Em face disso, o Estatuto citado não poderia ir além do que foi na instituição dos conselhos tutelares.  Essa lei federal em verdade é uma norma nacional de “proteção da infância e da juventude”, como prevista no art. 24, XV da Constituição federal. Compete à União legislar, como fez com o Estatuto, sobre esta matéria concorrentemente com os Estados federados, estando ela limitada à expedição de “normas gerais” (§1° – art. cit.). Por sua vez, normas legais estaduais poderão, em caráter “complementar” (§2° – art. cit.), legislar a respeito dos conselhos tutelares, respeitados os limites estabelecidos no art.30 da Constituição federal, no que diz respeito à competência dos municípios para legislarem.
Em conclusão, em termos práticos:
§     O Estatuto, em princípio, como norma programática de aplicação imediata institucionaliza os conselhos tutelares obrigatoriamente como integrantes de um sistema de garantia dos direitos de crianças e adolescentes, em todo o país.
§     Mas, a regulamentação complementar do seu papel de proteção especial, nos casos de violação/ameaça de direitos, poderá vir contemplada em leis estaduais;
§     Todavia, obrigatoriamente, uma lei municipal, deverá dispor sobre sua criação formal no âmbito de um determinado município, sobre sua estruturação, organização e funcionamento e sobre o regime jurídico de seus membros.
§     A não-criação do conselho tutelar pelo município deverá implicar numa sanção, como impõe o Estatuto (artigo 261): fica vedado o repasse de verbas pelo Estado e pela União para o desenvolvimento de programas na área da infância e da adolescência, nesse município, enquanto essa providência não for cumprida; inclusive ensejando o ajuizamento de competente ação civil pública pelo Ministério Público ou por entidade social que tenha legitimidade processual.

Os conselhos tutelares são órgãos públicos integrantes do Poder  Executivo municipal - Os conselhos tutelares integram o Poder Executivo, uma vez que,  em se tratando de órgãos públicos estatais, forçosamente  terão eles que se inserir em um dos 3 Poderes estatais, independentes e harmônicos, entre si: Legislativo, Executivo ou Judiciário (salvo no caso do Ministério Público, por força de dispositivos expressos da Constituição federal).

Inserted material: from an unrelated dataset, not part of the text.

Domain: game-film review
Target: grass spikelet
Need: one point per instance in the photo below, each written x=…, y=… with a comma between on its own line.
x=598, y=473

Ora, considerando-se sua função de aplicador da lei em casos concretos e sua condição de "órgão não jurisdicional" (Estatuto cit.), aplicando medidas administrativas especiais de proteção a todas as crianças e todos os adolescentes que delas necessitarem – obviamente há que se tê-lo como órgão especial do Poder Executivo. Mais especificamente: órgãos do Poder Executivo municipal.
O Estatuto remete a leis municipais sua criação e regulação. Cai essa normalização no âmbito da competência legislativa do município (art.30 – Constituição federal), para dispor sobre “organização de serviços públicos de interesse local”. Aqui está muitas vezes o calcanhar de Aquiles do funcionamento de alguns conselhos tutelares: a má normalização. Como se trata de exercício de atividade legisferante complementar, os legisladores municipais disso esquecem e acabam abandonando as normas gerais nacionais (ou estaduais, nos raros casos existentes), incluindo disposições que se conflitam com essas normas. Todavia, o mais comum é a lei municipal normalizar de maneira incompleta, deixando de regular alguns pontos básicos da implementação, organização e funcionamento dos conselhos tutelares naquele município. E – mais comum ainda! – deixando de regular o regime jurídico dos conselheiros tutelares.

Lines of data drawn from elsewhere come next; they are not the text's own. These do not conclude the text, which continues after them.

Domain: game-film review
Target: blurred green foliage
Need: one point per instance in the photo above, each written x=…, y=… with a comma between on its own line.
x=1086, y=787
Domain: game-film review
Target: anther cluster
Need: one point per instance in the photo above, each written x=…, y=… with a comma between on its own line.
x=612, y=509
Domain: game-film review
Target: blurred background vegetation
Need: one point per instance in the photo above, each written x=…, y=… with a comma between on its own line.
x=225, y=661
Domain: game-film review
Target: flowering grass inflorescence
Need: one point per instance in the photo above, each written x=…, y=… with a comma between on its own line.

É imprescindível que, na elaboração das leis municipais referentes aos conselhos tutelares, o poder público municipal (Chefe do Poder Executivo) leve em conta dois pontos de partida fundamentais. O primeiro diz respeito à participação da população especialmente das suas organizações representativas (num sentido amplo, envolvendo também as comunidades, associações, as organizações eclesiais, os sindicatos etc.). O segundo diz respeito à observação das normas legais de hierarquia superior e os parâmetros orientadores estabelecidas pelos conselhos dos direitos da criança e do adolescente (em seus três níveis).
Em conclusão:
a)              Devem as leis municipais dispor livremente sobre criação, estruturação, organização e funcionamento dos conselhos tutelares e sobre o regime jurídico dos conselheiros tutelares;
b)              Devem todavia obedecer aos parâmetros mínimos estabelecidos no (*) Estatuto, (*) nas leis estaduais de proteção à infância e adolescente (caso editadas), (*) nas normas regulamentares específicas do CONANDA[2]  e (*) dos conselhos dos direitos da criança e do adolescente[3].

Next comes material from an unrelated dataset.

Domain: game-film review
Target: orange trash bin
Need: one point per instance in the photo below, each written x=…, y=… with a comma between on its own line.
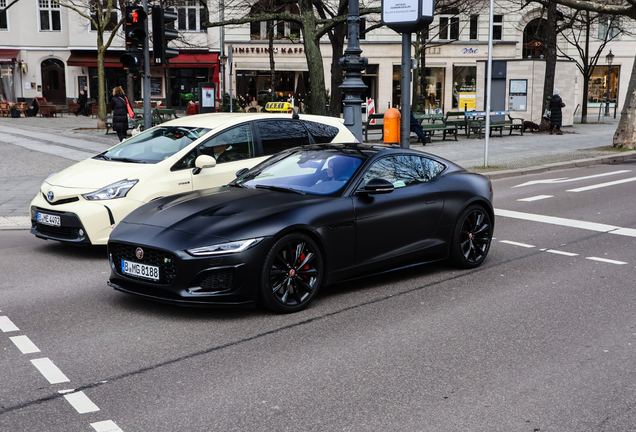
x=392, y=118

Órgãos especiais, funcionalmente autônomos e administrativamente vinculados a um Órgão de Administração Superior do Poder Executivo municipal - Os conselhos tutelares, em face da dogmática jurídica, são órgãos da administração centralizada, sem personalidade jurídica própria [4]. E portanto sem possibilidade, por exemplo, de  possuírem CGC próprio, diverso daquele da entidade estatal. Nos municípios que lhes são concedidos equivocadamente CGC pelos órgãos fazendários federais, são esses conselhos classificados, na Fazenda Nacional, como "associações", isto é, entidades não governamentais, o que implica numa situação ilegal, a merecer urgente reparo, pena de responsabilização (inclusive penal) dos responsáveis pela declaração falsa e conseqüente  situação.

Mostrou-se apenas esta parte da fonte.